Development on the Shuttl app seems to have stopped, is this app still supported and going to be actively developed?
I started using this app to allow us to archive our frozen buckets in S3 however I disabled it due to concerns about the format of the stored data as I wasn't able to retrieve the data manually from S3 in any meaningful way.
I would like to start using this app again but not if development has stalled.
I have the same problem. I want to store frozen bucket in S3 in CSV format and I'm using shuttl to do this. The problem is that csv file stored on S3 is not a text file separated by commas but something else not human readable. All csv files relative to every bucket have the same size: 21 Bytes and the same content. Csv files are nested in a path of this type:
In addition to these files on the root of the bucket I found files like block_9139990103400054340 but they are human unreadable.
However if I try to restore s3 data with shuttl interface it works and I found the correct data in splunk.
So, archive and restore of Splunk frozen data with shuttl works but csv data stored on S3 are unreadable with other tool. Is it normal? I'm doing something wrong?
Elaborate on the format you prefer the data to be in when it finally lands in AWS. You state that you could not be retrieved in a meaningful way, Default movement from cold to frozen is buckets so you could copy the buckets back into Splunk and search. Other option is CSV where you could interpret the logs quite easily. Further, if you move them to AWS, what stops you from setting up Splunk on AWS and pointing to the native buckets sent from Shuttl? What stops you from indexing them if they are in CSV format? I am confused as to what format you want the logs in when they land in their final resting place?
Yes the default movement from cold to frozen means that you can copy buckets back to splunk, but the way these buckets are stored in S3 means I can't copy them back out an into splunk. I also couldn't run Splunk in AWS and read them there.
I suggest you try and setup Shuttl to archive into S3 and then access S3 using some other file transfer application (such as DragonDisk or CyberDuck) and see if you can meaningfully extract any buckets the way you suggest.
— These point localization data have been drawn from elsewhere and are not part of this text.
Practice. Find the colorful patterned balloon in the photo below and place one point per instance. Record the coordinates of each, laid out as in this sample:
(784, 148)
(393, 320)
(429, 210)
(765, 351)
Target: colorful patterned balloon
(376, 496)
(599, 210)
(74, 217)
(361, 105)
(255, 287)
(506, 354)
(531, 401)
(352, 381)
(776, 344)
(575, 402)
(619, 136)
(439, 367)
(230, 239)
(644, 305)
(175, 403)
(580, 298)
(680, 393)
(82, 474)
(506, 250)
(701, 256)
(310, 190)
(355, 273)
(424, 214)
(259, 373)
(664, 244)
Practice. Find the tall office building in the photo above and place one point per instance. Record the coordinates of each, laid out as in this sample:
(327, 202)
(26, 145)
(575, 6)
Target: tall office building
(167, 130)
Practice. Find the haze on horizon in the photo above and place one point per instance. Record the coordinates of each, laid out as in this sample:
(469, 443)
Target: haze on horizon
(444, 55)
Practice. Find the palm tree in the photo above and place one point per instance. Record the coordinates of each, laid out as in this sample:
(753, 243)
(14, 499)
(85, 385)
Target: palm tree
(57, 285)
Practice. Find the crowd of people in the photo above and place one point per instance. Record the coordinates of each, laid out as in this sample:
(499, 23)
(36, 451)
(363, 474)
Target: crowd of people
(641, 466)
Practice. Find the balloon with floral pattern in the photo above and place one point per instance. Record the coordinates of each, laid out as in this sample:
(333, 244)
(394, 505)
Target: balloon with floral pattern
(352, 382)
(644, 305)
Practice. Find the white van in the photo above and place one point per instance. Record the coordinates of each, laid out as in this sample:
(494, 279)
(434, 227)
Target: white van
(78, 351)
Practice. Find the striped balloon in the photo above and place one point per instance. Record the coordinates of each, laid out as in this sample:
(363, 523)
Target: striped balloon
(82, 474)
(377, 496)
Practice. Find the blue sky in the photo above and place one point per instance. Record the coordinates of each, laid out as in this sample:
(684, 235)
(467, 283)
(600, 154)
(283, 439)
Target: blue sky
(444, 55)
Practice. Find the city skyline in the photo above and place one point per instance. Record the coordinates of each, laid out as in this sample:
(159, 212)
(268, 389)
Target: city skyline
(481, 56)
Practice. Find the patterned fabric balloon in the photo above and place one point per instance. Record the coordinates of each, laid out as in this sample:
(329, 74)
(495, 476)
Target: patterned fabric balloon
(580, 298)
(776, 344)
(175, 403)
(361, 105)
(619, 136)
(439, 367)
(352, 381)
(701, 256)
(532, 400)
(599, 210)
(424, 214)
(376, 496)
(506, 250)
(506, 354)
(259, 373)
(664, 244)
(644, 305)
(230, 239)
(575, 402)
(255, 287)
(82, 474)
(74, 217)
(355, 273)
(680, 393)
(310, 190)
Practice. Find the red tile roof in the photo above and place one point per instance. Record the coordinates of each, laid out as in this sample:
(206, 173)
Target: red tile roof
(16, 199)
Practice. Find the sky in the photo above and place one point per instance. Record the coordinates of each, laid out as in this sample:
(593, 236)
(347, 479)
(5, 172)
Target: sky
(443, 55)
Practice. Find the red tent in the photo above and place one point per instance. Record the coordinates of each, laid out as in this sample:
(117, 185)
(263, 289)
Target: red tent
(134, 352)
BTW, The Shuttl app does allows you to migrate the data in csv format as well as the bucket format, for both at the same time if you want to migrate buckets back or use the csv formatted data for other purposes.
I would like the data stored on S3 to be in a format that isn't seemingly tied to Shuttl like it is now. Preferably in files/directories just like if I were to specify coldToFrozenDir in the indexes.conf.
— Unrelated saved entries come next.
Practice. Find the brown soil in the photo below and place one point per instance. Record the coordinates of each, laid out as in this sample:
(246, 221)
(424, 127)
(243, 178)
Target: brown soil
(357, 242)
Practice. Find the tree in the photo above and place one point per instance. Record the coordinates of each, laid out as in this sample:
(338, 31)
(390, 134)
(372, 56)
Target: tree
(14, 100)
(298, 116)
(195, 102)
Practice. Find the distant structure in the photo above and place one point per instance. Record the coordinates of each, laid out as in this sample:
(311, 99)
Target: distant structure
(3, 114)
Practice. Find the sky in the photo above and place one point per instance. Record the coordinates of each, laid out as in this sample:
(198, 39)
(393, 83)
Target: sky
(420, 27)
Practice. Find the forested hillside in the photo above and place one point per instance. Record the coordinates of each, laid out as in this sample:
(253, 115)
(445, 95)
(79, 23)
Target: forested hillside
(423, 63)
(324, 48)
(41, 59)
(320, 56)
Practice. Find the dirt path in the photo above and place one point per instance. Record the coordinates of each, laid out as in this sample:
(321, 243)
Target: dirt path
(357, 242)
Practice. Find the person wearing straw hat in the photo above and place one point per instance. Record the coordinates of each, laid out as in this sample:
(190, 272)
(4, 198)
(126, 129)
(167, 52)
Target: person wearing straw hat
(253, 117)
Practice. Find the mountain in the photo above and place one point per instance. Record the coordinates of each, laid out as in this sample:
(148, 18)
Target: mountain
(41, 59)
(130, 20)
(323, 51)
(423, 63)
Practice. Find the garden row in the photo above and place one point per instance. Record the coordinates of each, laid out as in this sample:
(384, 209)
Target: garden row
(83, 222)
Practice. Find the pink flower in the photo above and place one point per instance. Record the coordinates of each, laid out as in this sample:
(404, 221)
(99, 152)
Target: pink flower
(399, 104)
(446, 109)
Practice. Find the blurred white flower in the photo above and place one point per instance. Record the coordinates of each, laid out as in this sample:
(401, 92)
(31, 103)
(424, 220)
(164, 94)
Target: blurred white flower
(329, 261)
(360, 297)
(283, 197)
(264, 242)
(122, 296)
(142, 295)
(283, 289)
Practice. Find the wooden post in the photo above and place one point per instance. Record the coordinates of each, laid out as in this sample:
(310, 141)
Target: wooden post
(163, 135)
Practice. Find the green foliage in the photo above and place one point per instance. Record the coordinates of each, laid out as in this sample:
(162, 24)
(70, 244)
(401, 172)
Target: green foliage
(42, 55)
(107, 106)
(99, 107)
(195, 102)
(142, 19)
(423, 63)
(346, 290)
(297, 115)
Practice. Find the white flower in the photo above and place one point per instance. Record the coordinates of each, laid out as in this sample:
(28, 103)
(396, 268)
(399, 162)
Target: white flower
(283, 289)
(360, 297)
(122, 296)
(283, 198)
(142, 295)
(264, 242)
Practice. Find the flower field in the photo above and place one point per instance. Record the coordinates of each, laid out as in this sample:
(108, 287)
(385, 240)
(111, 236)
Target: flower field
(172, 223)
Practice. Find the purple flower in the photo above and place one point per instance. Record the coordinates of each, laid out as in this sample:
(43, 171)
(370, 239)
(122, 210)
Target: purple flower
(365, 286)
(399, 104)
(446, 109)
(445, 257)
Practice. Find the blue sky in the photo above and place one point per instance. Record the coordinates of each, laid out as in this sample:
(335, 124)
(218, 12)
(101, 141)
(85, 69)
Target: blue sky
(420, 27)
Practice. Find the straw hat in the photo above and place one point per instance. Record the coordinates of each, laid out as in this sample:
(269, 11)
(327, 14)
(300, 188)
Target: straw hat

Try using the CSV format. During a test I migrated Splunk indexed data to a Hadoop data node using Shuttle with CSV and was able to search the data in immediately using Hunk.
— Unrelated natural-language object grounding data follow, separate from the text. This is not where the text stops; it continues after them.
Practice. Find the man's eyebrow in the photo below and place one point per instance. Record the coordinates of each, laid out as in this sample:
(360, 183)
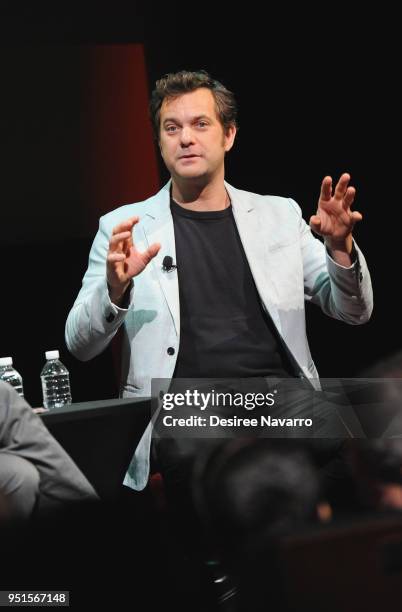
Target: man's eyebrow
(175, 120)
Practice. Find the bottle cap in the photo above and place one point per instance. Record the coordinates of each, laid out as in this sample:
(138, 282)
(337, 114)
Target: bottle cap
(6, 361)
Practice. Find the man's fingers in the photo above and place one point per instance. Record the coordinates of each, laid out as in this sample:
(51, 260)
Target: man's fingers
(151, 252)
(356, 216)
(341, 186)
(326, 188)
(116, 239)
(315, 223)
(349, 197)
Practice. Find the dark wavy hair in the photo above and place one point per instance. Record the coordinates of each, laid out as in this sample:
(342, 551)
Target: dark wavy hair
(177, 83)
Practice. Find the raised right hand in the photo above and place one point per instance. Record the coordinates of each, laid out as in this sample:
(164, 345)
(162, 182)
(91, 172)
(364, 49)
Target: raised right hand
(123, 260)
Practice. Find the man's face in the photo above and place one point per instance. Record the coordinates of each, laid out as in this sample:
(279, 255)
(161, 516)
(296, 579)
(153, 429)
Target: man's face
(192, 139)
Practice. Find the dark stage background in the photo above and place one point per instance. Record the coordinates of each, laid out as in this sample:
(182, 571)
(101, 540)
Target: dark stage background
(317, 93)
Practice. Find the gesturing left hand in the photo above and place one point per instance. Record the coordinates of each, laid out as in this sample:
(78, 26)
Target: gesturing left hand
(334, 220)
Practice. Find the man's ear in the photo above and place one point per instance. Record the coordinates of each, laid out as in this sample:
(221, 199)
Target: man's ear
(230, 135)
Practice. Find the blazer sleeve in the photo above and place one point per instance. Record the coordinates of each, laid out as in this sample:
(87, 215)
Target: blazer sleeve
(342, 293)
(94, 320)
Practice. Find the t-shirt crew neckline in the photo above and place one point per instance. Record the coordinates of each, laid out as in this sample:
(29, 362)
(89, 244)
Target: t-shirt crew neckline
(199, 214)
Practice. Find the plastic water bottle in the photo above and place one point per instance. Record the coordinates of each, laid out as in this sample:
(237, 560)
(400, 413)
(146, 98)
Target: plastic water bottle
(10, 375)
(55, 382)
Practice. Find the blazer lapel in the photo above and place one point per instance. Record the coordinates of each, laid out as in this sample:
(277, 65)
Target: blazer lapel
(158, 227)
(255, 240)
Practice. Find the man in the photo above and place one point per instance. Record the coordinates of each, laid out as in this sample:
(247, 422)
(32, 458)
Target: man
(36, 474)
(245, 264)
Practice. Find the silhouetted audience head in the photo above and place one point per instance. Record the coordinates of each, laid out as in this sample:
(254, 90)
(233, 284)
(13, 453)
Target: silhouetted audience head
(377, 471)
(251, 492)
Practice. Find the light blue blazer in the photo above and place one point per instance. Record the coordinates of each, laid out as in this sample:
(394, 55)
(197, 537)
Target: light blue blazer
(289, 266)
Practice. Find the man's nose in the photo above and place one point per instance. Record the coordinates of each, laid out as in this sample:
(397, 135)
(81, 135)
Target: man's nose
(187, 136)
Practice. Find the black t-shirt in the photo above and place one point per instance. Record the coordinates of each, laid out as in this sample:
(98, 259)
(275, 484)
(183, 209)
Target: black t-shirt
(224, 331)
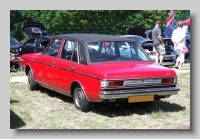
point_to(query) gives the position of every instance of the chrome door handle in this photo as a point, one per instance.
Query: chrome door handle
(72, 68)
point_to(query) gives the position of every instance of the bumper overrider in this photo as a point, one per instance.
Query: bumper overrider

Yes but have you actually tried to view the data directly on S3 and not using the Shuttl app? It is stored using a whole lot of block123456789... files in the root directory , there is an archiveroot folder that contains something that looks like the directory structure of an archived bucket but all the files are about 21 bytes. I can't see a way of mapping these little files to the block_* files in the root!